A little over a year ago, when Wang was boasting of plans to pour billions more into the U.S. entertainment industry, the One Beverly Hills development, as it is called, was being touted as the Chinese conglomerate’s future Hollywood headquarters. Those plans were soon dashed, however, as Chinese regulators upped their scrutiny of Wanda’s heavy debt load and potentially risky bets overseas, transforming the company from aggressive acquirer into desperate seller seemingly overnight.
Wanda bought the Los Angeles project, which sits along Santa Monica Boulevard on the lot adjacent to the Beverly Hilton Hotel, in 2014. It was to comprise 193 condos, a 134-room luxury hotel and commercial offices for Wanda. The development overcame bitter objections and lawsuits filed by Beny Alagem, the owner of the Beverly Hilton, and suffered a further setback when its local development partner exited. Soon Wanda had far bigger worries back in Beijing, though.
The other Wanda asset on the auction block is a $900 million Chicago skyscraper project, of which the company owns 60 percent. Wanda is now actively seeking buyers for both developments, according to a report published Tuesday by Bloomberg, which cited unnamed sources said to be familiar with the plans.
If the deals come together, they will mark the conclusion of a series of asset disposals as frenetic as the acquisition streak that made the Chinese firm a name to know a few years ago. Earlier this month Wanda announced a deal to sell two Australian real estate projects for $913 million. That agreement came just days after the sale of a high-profile London development for around $81 million.
The sales are expected to lessen Wanda’s financial strain and help it address upcoming loan repayment deadlines. When Beijing regulators began blocking private Chinese companies from moving money offshore last year, international credit-rating firms downgraded Wanda’s flagship commercial-property subsidiary to junk status, triggering higher interest payments on its offshore debt.
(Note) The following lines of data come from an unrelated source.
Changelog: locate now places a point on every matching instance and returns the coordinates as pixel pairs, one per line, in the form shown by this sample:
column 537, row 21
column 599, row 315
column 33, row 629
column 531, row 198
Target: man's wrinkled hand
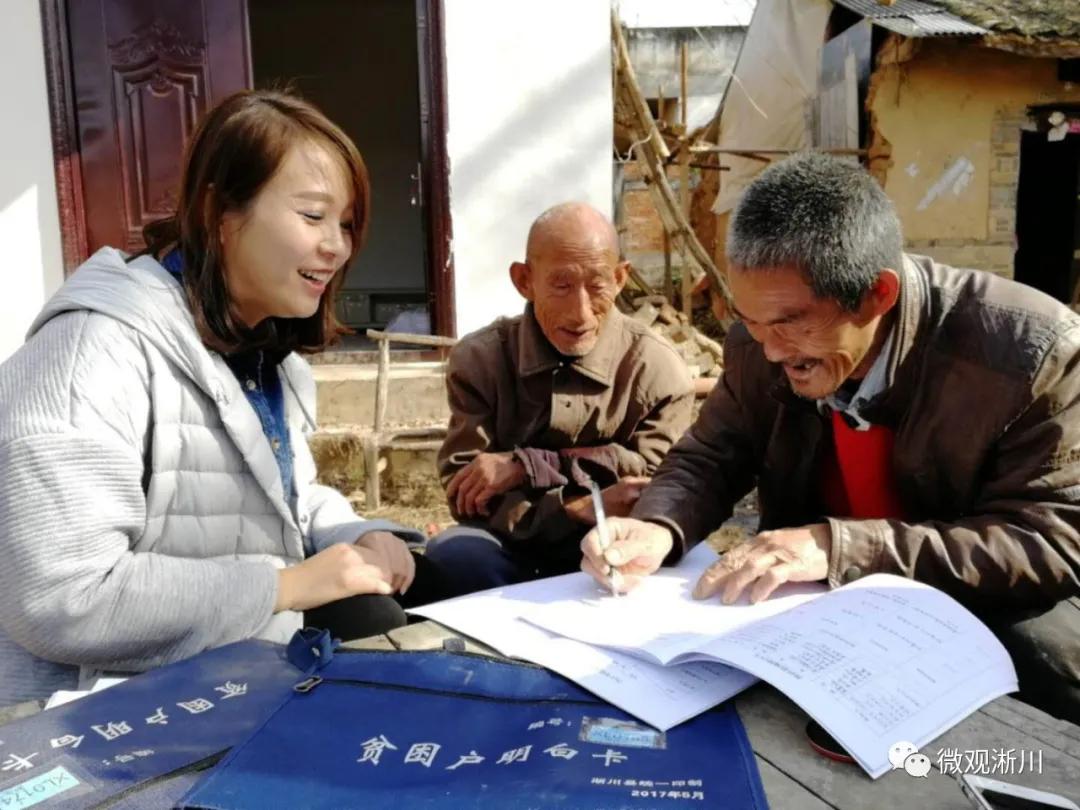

In a company address earlier this month, Wang pledged that Wanda wouldn’t experience any defaults and promised to reduce the company’s debt burden “through all available means,” including the sale of more non-core assets. Wanda Commercial Properties owed more than $2 billion in offshore debt in 2016, according to its most recent regulatory filing.
There have also been industry murmurs that Wanda is open to offloading its majority stake in AMC Entertainment, North America’s largest movie theater chain. Some reports, unconfirmed by Wanda, have said that the company is simultaneously exploring listing some of AMC’s international assets, such as its European movie theater circuits Odeon & UCI and Nordic Cinema Group. Legendary Entertainment, meanwhile — Wanda’s largest overseas acquisition to date, picked up for $3.5 billion in 2016 — has been hiring new senior leadership and is not thought to be for sale.
Wang’s hurried selling in the international sphere has been matched by huge-ticket transactions and fast-paced unwinding in mainland China. Wanda sold the bulk of its Chinese hotels and theme parks for a combined $9.5 billion last July. Just yesterday, the company announced a $5.4 billion sale of 14 percent of Wanda Commercial Properties Co. to an investment consortium led by Chinese internet giant Tencent. The investors, which also included Suning Holdings, JD.com and Sunac China, purchased the stake from shareholders who helped finance Wanda’s de-listing from the Hong Kong Stock Exchange in 2016. Wanda and its new partners said Monday that they will strive to take the unit public in mainland China as quickly as possible.